This repo exists to house archived projects from completed Bachelor's degree.
AllStarRosters | Decoding MLB All-Star Rosters - Exploring Player Performance and Selection Relationship
This project delves into the analysis of Major League Baseball (MLB) All-Star rosters. Utilizing Python and data visualization libraries, the project explores and visualizes the rosters over the years, identifying patterns and trends. The aim is to understand the relationship between player performance and All-Star selection, investigating whether performance metrics are predictive of roster selection. The project provides valuable insights into player selections and roster composition for different seasons.
CharityMLFindingDonors | Predicting Donors with ML - Optimizing Fundraising Efforts with Predictive Modeling
This project involves the development of a machine learning model to pinpoint potential donors for a fictitious charity organization, CharityML. Leveraging Python and a variety of machine learning algorithms, the project meticulously analyzes and preprocesses data, then trains the model to predict which individuals are likely to donate. The objective is to target individuals earning more than $50,000 annually, thereby expanding the potential donor base while minimizing the overhead cost of sending mail. The project encompasses data wrangling, feature engineering, and model evaluation to achieve precise predictions, offering a cost-effective solution for donor identification.
This project involves the development of a class roster management system using C++. The system is designed to efficiently manage student and class information, including enrollment, grades, and attendance.

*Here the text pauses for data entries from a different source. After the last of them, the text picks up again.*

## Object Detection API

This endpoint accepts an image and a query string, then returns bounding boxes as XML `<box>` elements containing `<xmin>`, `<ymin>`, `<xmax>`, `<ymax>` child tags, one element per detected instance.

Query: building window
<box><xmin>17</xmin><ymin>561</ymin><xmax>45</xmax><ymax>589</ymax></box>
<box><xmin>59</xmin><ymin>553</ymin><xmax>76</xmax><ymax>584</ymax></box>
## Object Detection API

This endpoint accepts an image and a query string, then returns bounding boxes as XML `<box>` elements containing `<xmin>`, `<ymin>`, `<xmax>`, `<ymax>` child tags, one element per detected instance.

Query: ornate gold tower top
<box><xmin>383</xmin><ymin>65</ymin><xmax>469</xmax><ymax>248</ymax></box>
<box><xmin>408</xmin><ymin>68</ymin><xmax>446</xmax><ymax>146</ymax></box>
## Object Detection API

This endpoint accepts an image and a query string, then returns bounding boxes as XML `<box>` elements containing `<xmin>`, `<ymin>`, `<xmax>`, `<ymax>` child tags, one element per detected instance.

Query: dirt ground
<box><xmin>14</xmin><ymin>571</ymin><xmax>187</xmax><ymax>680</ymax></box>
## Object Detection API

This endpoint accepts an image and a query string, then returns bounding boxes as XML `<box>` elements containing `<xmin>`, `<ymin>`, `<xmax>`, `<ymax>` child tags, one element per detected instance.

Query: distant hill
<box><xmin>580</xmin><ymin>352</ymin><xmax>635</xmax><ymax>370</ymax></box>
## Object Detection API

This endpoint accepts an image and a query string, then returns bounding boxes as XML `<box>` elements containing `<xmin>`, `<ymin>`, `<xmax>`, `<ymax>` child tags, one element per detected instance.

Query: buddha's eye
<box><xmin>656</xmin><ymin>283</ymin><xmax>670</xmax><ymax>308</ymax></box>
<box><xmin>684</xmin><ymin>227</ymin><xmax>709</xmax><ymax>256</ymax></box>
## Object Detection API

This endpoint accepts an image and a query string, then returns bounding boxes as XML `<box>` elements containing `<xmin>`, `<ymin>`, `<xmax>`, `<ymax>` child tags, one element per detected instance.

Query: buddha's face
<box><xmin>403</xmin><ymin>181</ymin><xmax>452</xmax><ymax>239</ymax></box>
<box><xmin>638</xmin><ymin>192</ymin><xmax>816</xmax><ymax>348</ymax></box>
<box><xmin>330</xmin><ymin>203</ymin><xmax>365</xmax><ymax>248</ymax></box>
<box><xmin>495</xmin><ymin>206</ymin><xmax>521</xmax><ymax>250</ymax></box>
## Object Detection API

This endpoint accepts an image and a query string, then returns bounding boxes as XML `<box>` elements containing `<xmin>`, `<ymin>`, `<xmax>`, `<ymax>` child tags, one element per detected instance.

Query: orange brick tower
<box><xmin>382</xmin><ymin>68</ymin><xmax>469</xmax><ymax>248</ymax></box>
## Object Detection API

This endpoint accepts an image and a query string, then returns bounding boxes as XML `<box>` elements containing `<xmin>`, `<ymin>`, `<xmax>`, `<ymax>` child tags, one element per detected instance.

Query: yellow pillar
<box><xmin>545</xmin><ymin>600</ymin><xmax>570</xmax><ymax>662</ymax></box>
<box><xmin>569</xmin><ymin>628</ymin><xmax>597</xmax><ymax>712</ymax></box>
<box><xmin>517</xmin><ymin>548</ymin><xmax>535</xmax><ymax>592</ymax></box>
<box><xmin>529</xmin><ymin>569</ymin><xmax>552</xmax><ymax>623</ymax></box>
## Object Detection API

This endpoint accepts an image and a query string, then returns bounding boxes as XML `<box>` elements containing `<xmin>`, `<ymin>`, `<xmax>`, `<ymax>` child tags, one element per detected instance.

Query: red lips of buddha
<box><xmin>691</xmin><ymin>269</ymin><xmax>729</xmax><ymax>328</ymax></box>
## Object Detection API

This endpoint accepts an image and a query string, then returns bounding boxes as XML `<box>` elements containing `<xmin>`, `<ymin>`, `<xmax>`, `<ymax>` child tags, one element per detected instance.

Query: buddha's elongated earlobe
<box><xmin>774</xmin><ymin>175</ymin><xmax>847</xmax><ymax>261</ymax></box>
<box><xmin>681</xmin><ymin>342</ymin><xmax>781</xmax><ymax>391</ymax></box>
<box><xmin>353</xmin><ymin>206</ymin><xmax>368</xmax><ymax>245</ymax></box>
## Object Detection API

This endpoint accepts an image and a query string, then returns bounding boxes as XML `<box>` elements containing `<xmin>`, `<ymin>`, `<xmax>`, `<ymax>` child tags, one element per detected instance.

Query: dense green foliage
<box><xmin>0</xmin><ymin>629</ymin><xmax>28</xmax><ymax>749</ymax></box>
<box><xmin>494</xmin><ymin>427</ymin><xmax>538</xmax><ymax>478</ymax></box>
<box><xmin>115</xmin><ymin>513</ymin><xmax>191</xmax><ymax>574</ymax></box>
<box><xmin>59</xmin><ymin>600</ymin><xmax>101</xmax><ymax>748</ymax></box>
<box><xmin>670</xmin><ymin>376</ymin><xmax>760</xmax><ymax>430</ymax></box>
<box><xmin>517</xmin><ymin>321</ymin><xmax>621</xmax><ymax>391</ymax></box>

The aim of the project is to streamline class management processes for educational institutions, simplifying the tracking and management of student data.
This project presents a comprehensive analysis of Major League Baseball salaries from 1985 to 2016. Utilizing Python and data visualization libraries, the project explores potential relationships between player salaries and various performance metrics. The findings are presented in an interactive Tableau story, offering a visually engaging exploration of trends and patterns in the data.
IdCustomerSegments | ML-Based Customer Segmentation - Harnessing Unsupervised Learning for Core Customer Identification
This project applies unsupervised learning techniques to identify segments of the population that form the core customer base for a mail-order sales company in Germany. Leveraging Python and machine learning libraries, the project employs clustering algorithms to segment customers based on their purchase behavior and characteristics. The goal is to pinpoint different customer segments and comprehend their preferences, enabling the development of targeted marketing strategies for higher returns.
This project dives deep into the data from the FBI's National Instant Criminal Background Check System (NICS). Utilizing Python and advanced data analysis techniques, the project uncovers intricate patterns and trends in firearm purchases over time. The objective is to comprehend the underlying factors influencing firearm purchases, providing critical information for policy-making and law enforcement.
OpenStreetMapAustin | Austin OpenStreetMap Analysis - Cleaning, Analyzing, and Visualizing Austin's Geospatial Data
This project involves the meticulous cleaning and comprehensive analysis of OpenStreetMap data for the city of Austin, Texas. Using Python and data manipulation techniques, the project ensures data quality and consistency through thorough preprocessing and cleaning. The cleaned data is then analyzed and visualized to showcase various aspects of the city's map data, providing insights into the city's layout, points of interest, and other geographical features.
This project conducts a rigorous statistical analysis of the Stroop Effect, a renowned experiment from the field of cognitive psychology, using Python. The project employs statistical methods to analyze and interpret the results of the Stroop Test, a measure of cognitive abilities. The objective is to comprehend the relationship between word reading and color naming performance, offering insights into cognitive processing.
This project involves an intricate analysis of a wine quality dataset using R and advanced data analysis techniques. The project delves into the factors that influence wine quality, employing statistical analysis to unearth hidden insights. Data visualization is harnessed to present the findings in a compelling and informative manner, aiding in the understanding of the complex interplay between different factors and wine quality.